SUARAKAN YANG HAQ UNTUK MENEGAKKAN YANG HAQ! KERANA YANG ADA HANYALAH YANG HAQ SEMATA ....

December 26, 2013

Fondasi Ahlus Sunnah (bag 3)

9.). Meninggalkan perdebatan dan adu argumentasi serta pertikaian dalam urusan agama.
"Dan janganlah kamu termasuk orang-orang yang mempersekutukan Allah, yaitu orang-orang yang memecah belah agama mereka menjadi beberapa golongan."  [QS. Ar-Ruum: 31-32].
"Tidak ada yang memperdebatkan tentang ayat-ayat Allah kecuali orang-orang yang kafir."
[QS. Al-Mu'min: 4].
"Orang yang paling dibenci oleh Allah adalah orang yang paling keras permusuhannya." 
[HR. Bukhari (4523), Muslim (2668)].

10.). As-Sunnah tidak boleh dibuat permisalan dan tidak dapat diukur dengan akal dan hawa nafsu, akan tetapi dengan ittiba' dan meninggalkan hawa nafsu.

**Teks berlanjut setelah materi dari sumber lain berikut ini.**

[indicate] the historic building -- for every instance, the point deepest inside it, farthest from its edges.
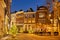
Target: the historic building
(13, 18)
(42, 18)
(7, 15)
(20, 20)
(2, 12)
(29, 21)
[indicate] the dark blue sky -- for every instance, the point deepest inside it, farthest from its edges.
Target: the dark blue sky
(26, 4)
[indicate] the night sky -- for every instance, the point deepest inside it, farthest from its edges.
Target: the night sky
(26, 4)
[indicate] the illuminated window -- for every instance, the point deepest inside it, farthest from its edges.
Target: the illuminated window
(41, 15)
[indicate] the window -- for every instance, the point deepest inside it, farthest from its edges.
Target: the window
(41, 15)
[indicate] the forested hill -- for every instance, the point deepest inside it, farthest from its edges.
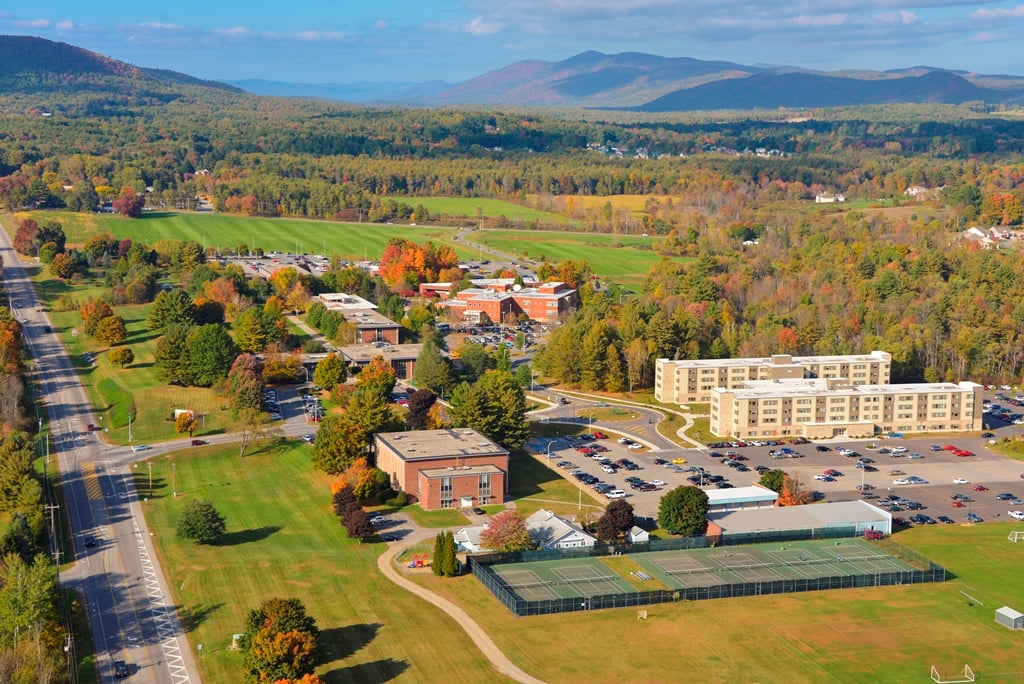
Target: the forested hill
(771, 90)
(57, 74)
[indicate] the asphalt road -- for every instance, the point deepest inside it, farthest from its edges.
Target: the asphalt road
(114, 568)
(939, 468)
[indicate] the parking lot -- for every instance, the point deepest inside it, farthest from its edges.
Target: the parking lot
(938, 467)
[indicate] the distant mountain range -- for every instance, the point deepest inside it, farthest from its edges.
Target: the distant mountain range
(631, 80)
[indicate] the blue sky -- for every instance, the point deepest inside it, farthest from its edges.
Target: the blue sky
(346, 41)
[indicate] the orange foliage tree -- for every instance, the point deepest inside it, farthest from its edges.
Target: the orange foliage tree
(404, 261)
(795, 493)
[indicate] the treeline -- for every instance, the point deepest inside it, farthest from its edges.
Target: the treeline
(945, 312)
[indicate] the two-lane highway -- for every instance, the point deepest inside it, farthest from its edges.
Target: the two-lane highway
(115, 569)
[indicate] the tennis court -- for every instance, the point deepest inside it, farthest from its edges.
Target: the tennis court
(810, 559)
(578, 582)
(561, 579)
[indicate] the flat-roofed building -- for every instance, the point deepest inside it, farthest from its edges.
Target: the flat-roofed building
(400, 356)
(548, 302)
(833, 408)
(691, 381)
(740, 499)
(857, 514)
(457, 468)
(369, 325)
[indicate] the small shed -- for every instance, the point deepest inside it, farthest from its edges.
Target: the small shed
(1009, 617)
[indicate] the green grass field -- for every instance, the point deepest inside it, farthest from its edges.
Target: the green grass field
(283, 540)
(353, 241)
(481, 207)
(113, 389)
(621, 258)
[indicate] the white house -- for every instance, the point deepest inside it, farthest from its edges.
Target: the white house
(550, 531)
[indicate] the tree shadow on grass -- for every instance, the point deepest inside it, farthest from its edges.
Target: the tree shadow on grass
(378, 671)
(247, 536)
(193, 617)
(343, 642)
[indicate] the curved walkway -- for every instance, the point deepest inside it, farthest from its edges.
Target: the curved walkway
(386, 564)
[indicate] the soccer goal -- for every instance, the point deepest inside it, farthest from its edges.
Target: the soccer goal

"Seandainya perkara agama ini diukur dengan akal/pendapat, maka bagian bawah terompah ini lebih patut dibasuh daripada bagian atasnya (yakni ketika berwudhu)." 
[Dari Ali bin Ali Thalib, di shahihkan oleh Syaikh al-Albani dalam Al-Irwaa' (103)].

Umar Radiyallahuanhu berkata, "Ahli Ra'yi (orang-orang yang menuhankan akal) telah menjadi musuh-musuh Sunnah. Hadith-hadith Nabi telah menjadikan mereka tidak mampu memahaminya, dan tidak dapat meriwayatkannya, sehingga merekapun bergegas menuju pendapat akal." 
[Jami' Bayaanil 'ilmi, karya Ibnu Abdil Bar, bab Al-Farqu Baina at-Taqliidi wal ittiba'.]

11.). Dan termasuk dari Sunnah yang tidak boleh ditinggalkan dan bila ditinggalkan satu perkara saja darinya maka ia tidak menerima dan beriman dengannya (Sunnah) dan tidak termasuk dari ahlinya adalah: 

12.). Beriman terhadap taqdir baik dan buruknya dan membenarkan hadith-hadith tentangnya dan mengimaninya. Tidak boleh mengatakan; "Kenapa" dan "bagaimana", kerana hal itu tiada lain hanyalah membenarkan dan mengimaninya. Barangsiapa yang tidak mengerti penjelasan hadith (tentang taqdir) dan akalnya tidak sampai, maka hal itu telah cukup dan kokoh baginya. Maka wajib baginya mengimani dan berserah diri, seperti hadith; Ash-Shaadiqul Mashduuq. Dan semisalnya tentang hadith taqdir, juga semua hadith-hadith tentang melihat Allah meskipun jarang terdengar dan banyak yang tidak suka mendengarnya, maka wajib mengimaninya dan tidak boleh menolak darinya satu huruf pun, dan hadith-hadith selainnya yang ma'tsur dari orang-orang yang tsiqah (terpecaya). 

Yahya bin Ya'mur berkata, orang yang pertama kali berbicara tentang taqdir di Bashrah adalah Ma'bad al-Juhaini. Diringkaskan Yahya berjumpa bertanya pada Abdullah bin Umar bin al-Khathab Radiyallahuanhu , "Wahai Abu Abdirrahman, telah muncul di tengah kami orang-orang yang membaca Al-Quran dan sedikit ilmunya --dan ia menyebutkan perkara-perkara mereka--. Dan mereka mengira bahwa tidak ada taqdir, dan semua terjadi secara unuf." Maka Ibnu Umar menjawab, "Apabila kamu berjumpa dengan mereka, beritahu bahwa aku berlepas diri dari mereka dan bahwa mereka telah berlepas diri dariku, dan demi Dzat yang 'Abdullah bin Umar bersumpah dengan-Nya, seandainya salah seorang dari mereka memiliki emas sebesar gunung Uhud, lalu ia menginfaqkannya, niscaya Allah tidak akan menerima darinya sehingga dia beriman kepada taqdir..." Kemudian dia menyebutkan hadith Umar bin Khathab pasal Iman, Islam dan Ihsan..
Diringkaskan (tidak merubah makna) dari Syarah Ushulus Sunnah al-Imam Ahmad bin Hanbal. 
Pensyarah; Syaikh Walid bin Muhammad Nubaih. Penerbit: Maktabah Ibnu Taimiyyah.